Englishman Eric Oliver was the supreme rider in the earliest years, taking four titles in the first five seasons with Norton, before the arrival of the Germans and BMW. Noll, Faust, Hillebrand, Schneider, and Fath took seven World Championships between 1954 and 1960. The first half of the 1960s was the era of Max Deubel and Emil Horner, who combined to take four consecutive titles.
By the turn of the ’70s, Klaus Enders was the rider to beat, winning a then record of six World Championships in a nine year period. Enders was followed by fellow German Rolf Steinhausen, who took victory in ’75 and ’76 - the first for a two-stroke machine, and ending BMW’s twenty year domination of the sport. In 1977 George O’Dell brought the title back to Britain for the first time since Oliver in 1953.
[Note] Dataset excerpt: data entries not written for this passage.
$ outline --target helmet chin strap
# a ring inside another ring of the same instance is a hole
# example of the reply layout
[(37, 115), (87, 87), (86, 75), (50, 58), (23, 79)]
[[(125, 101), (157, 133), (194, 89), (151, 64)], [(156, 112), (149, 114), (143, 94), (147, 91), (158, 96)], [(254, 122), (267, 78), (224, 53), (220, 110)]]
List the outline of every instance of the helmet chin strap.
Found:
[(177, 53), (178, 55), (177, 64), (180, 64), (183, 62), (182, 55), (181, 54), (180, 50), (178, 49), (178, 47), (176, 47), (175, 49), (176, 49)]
By the end of the decade, young riders from across Europe began to take on the German and British domination. Swiss ace Rolf Biland won his first of seven titles in 1978, while Frenchman Alain Michel was adept at winning races, but he would have to wait many years to lift the crown. In the ’80s they were joined on the scene by Egbert Streuer and Steve Webster.
These four, partnered most often by Kurt Waltisberg (Biland), Jean-Marc Fresc (Michel), Bernie Schnieders (Streuer), and either Tony Hewitt or Gavin Simmons (Webster), were the dominant riders of the era. From 1987 to 1991 these men shared the top four places in the championship every time - and kept the title in their close knit group from 1983 to 1994.
Biland’s career of twenty-one years led him to those seven championship titles, and an equal number of runner-up spots. Streuer took the crown in 1984-85-86, and Michel’s long wait ended in 1990. Webster was the top man in 1987-88-89, and he has since added seven more titles, including 2004 to take the record into double figures.
Since 1997, Grand Prix racing has concentrated on the solo classes, and the three-wheelers moved from the GP package of races to World Superbike events, changing the class to 1000cc four-stroke power. 2005 sees an independent new start for the sidecar class. Its popularity has for a long time been concentrated in Britain, Germany, Holland and Switzerland, and other parts of Northern Europe, and these countries will provide a healthy grid for the 2005 season, but promotors Superside have plans to again take the FIM Sidecar World Championship around the world in the coming years.